Near the western end of Main Street I parked by a shingled cottage that served as a one-room post office. After removing the mail from our box, I saluted postmistress Ethel Pierson, a former New York City teacher with a remarkable collection of seashells and life preservers and a husband who was a carpenter comic. (Asked why the post-office flag flew at half-mast, Sam Pierson quipped: For the death of the three-cent stamp.) Before leaving the premises I scanned the FBI's most-wanted list, memorizing the frightening faces of violent criminals just in case I met them roaming Beach Lane beach, disguised in sunglasses, bathing suits and tans.
Back on the Stingray, I turned left onto Town Line Road, detouring to a new house that resembled two old walls. A cross between an avant-garde castle and the back of a huge fireplace, it could have been built by masons from outer space. After staring in awe for a few minutes, I scooted around the corner and down Main Street, where, picking up speed on the straightaway by Wainscott Pond, I dreamed I was driver Mark Donohue attacking the Bridgehampton Race Circuit, a wicked serpentine of blind bends blocked by dunes.

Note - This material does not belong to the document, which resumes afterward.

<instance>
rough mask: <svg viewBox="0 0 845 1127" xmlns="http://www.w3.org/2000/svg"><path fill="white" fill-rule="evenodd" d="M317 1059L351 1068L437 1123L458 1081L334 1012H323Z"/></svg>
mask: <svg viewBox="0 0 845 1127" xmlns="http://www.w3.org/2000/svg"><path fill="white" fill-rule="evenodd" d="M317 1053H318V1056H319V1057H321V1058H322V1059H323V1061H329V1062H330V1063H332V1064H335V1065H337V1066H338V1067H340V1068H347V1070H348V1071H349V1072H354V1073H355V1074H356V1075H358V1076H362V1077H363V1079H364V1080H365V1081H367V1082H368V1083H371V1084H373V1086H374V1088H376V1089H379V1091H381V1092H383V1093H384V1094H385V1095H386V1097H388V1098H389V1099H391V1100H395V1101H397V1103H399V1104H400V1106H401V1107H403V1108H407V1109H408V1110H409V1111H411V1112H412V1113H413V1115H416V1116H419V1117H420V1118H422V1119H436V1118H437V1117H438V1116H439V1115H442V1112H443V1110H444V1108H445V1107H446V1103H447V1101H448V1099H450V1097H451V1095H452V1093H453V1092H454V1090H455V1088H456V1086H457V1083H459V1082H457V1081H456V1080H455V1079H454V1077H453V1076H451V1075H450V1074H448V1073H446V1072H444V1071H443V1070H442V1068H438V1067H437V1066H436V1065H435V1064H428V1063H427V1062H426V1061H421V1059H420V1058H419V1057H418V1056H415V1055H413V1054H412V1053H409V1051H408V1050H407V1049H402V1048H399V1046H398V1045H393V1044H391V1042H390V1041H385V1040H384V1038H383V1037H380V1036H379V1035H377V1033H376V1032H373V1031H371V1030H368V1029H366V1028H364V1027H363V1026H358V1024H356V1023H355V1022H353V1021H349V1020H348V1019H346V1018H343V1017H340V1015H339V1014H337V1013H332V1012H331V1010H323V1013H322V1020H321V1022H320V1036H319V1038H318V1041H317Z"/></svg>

At the eastern end of Main Street I sped across the finish line, the open gate of the Georgica Association, a colony founded in the 1880s by wealthy, sweaty Manhattanites seeking free air conditioning from summer sea breezes. I cycled through a forest seemingly imported from the Adirondacks; past the coved creeks of Georgica Pond, a tidal swimming pool for the likes of Carlos Montoya, the famous flamenco guitarist; around the softball field and former golf link where I turned double plays with my father; along the tennis courts where Dad hustled me in the shadow of a windmill moved from Montauk and Wainscott; over the speed bumps that made me a daredevil; through the prairie meadow that made me a naturalist; past a grove of wind-gnarled trees where I camped and fell asleep to the ocean's whispering hiss.
Back outside the association's entrance I zipped by a Kentucky antebellum mansion owned by cosmetics queen Estee Lauder; buttonhooked right onto Wainscott Stone Road, where actor Elliott Gould rented a house to escape the pressure of M*A*S*H fame; hung a left onto Wainscott North West Road, nicknamed Turtle Road for the turtles that waddled from the woods during rains, and hung another left onto Roxbury Lane, passing steeply slanted houses called saltboxes, built in the sixties by Wesley D. Miller, a real-estate cowboy with a 10-gallon hat. I turned right onto Foxcroft Lane, a major artery in the Miller-developed Westwoods and Wainscott's best playground. There I shot the shit with my best friend Mike Raffel, fellow baseball nut, rock n roll guru and guardian of The Forum, a street basketball court with Wainscott's only street lamp south of the Montauk Highway, rigged on the sly by Mike's lineman father.